‘The greatest movie never made’

Steven Spielber
Stanley Kubrick’s legendary ‘Napoleon’ is up there with Orson Welles’ ‘Heart Of Darkness’ and David Cronenberg’s version of ‘Return Of The Jedi’ in the pantheon of amazing movies that were never made – yours to buy on DVD in a parallel universe.Except that ‘Napoleon’ could now belatedly see the light of day, more than 40 years after Kubrick first wrote the script.
Steven Spielberg told a French TV show that he’s planning to take the script and turn it into a TV show.
“I’ve been developing Stanley Kubrick’s screenplay – for a miniseries not for a motion picture – about the life of Napoleon. Kubrick wrote the script in 1961, a long time ago,” he said.
There’s certainly a lot of material for Spielberg to flesh out a series. The ‘Napoleon’ script itself (check it out here) is an epic that would’ve made a three hour movie, according to Kubrick’s own notes, and has been pored over by scholars and film students for years.
The legendary director famously put years of research into the project after he finished his masterpiece ‘2001: A Space Odyssey’. As was revealed in 2011 when the enormous (and expensive) ‘Stanley Kubrick’s Napoleon: The Greatest Movie Never Made’ coffee table book was released, which contained just a sample of the maestro’s research.
It includes photos taken by the researcher employed full-time by Kubrick to literally follow in Napoleon’s footsteps by visiting areas the emperor visited. He even collected samples of earth from Waterloo so the field would be the right colour on screen.
There’s also cards from the exhaustive colour-coded catalogue created by Kubrick to establish what Napoleon, and all the members of his inner circle, were up to on any particular day.
He grilled Oxford historian Felix Markum on the most minute and utterly mundane minutiae of Napoleon’s life. Such as: ‘Where did his secretaries sit during his military campaigns?’ Or ‘who proof-read his letters?’
Perhaps most obsessive of all, Kubrick collected real nails from the horseshoes that famously doomed his cavalry in the Russian winter.

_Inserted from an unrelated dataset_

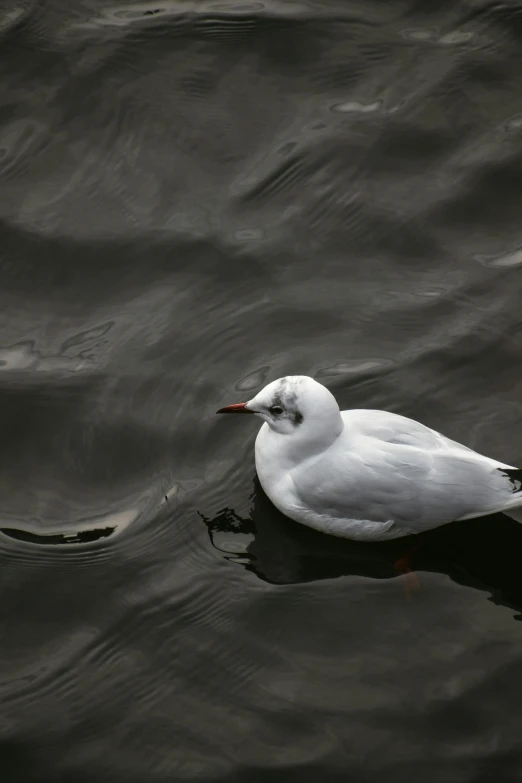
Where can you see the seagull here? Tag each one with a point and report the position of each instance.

According to his brother-in-law Jan Harlan, he’d collected more material for ‘Napoleon’ than any of his finished films.
Besides the historical research, we also know bits and pieces about what the film might have looked like if it’d ever been made. Kubrick was keen on David Hemmings (‘Blow Up’) for the lead role, but also considered ‘Jules And Jim’ star Oskar Werner, Bilbo Baggins actor Ian Holm and even a young Jack Nicholson.

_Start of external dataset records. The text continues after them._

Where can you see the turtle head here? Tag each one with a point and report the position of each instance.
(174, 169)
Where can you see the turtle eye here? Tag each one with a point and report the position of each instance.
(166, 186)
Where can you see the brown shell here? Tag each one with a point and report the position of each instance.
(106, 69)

He tried to tempt Audrey Hepburn to play Napoleon’s great love Josephine, though she turned him down, and was mulling Alec Guinness, Paul Belmondo and Peter O’Toole for the supporting cast. As he wrote in his script notes though, he was not keen on using “over-priced movie stars’.
The enormous battle scenes would’ve dwarfed even those in the director’s own ‘Spartacus’, as Kubrick had done a deal with the Romanian government to use 40,000 troops and 10,000 cavalry as extras.
He wanted the huge battles to play like “a vast, lethal ballet’.
The story, which was partially structured around Napoleon’s own writings, began and ended with the Emperor as a young boy. It opens with the four-year-old Napoleon, sucking his thumb, holding a teddy bear and listening to mother Letizia tell him a bedtime story. It would end with a silent shot of his much-older mother in the same room.
According to the script: “The camera moves slowly away from Letizia, to an open portmanteau. It is filled with very old children’s things – faded toys, torn picture books, wooden soldiers and the teddy bear Napoleon slept with as a child.”
Kubrick himself wasn’t keen on the ending, which sounds uncharacteristically sentimental on the page. “A bit like Rosebud”, he said, referring to the central mystery in ‘Citizen Kane’. Nonetheless, it perhaps reminds us that Napoleon was human, that he saw the manpower and resources of France as his own, personal toy box.
Kubrick said of Napoleon: “I won’t claim that he is most honourable man in history… just the most interesting.” His feelings about emperor were a mixture of “admiration, incomprehension, disappointment, even disgust”.
Sadly for film fans, all of Kubrick’s planning and research was for naught. At the same time as he was trying to sell the hugely expensive project to studios MGM and United Artists, the Dino de Laurentiis epic ‘Waterloo’ – starring Rod Steiger as Napoleon – was released. It was a flop and made the studios jittery about the subject matter.
A bitterly disappointed Kubrick had to abandon ‘Napoleon’ and went on to make the considerably cheaper ‘A Clockwork Orange’ instead. Eventually, some of the research would find its way into ‘Barry Lyndon’, set 15 years before the Napoleonic wars.
While he was still working on ‘Napoleon’, Kubrick wrote a note to himself saying : “It’s impossible to tell you what I’m going do [with ‘Napoleon’], except to say that I intend to make it the best movie ever made”. No pressure, Spielberg.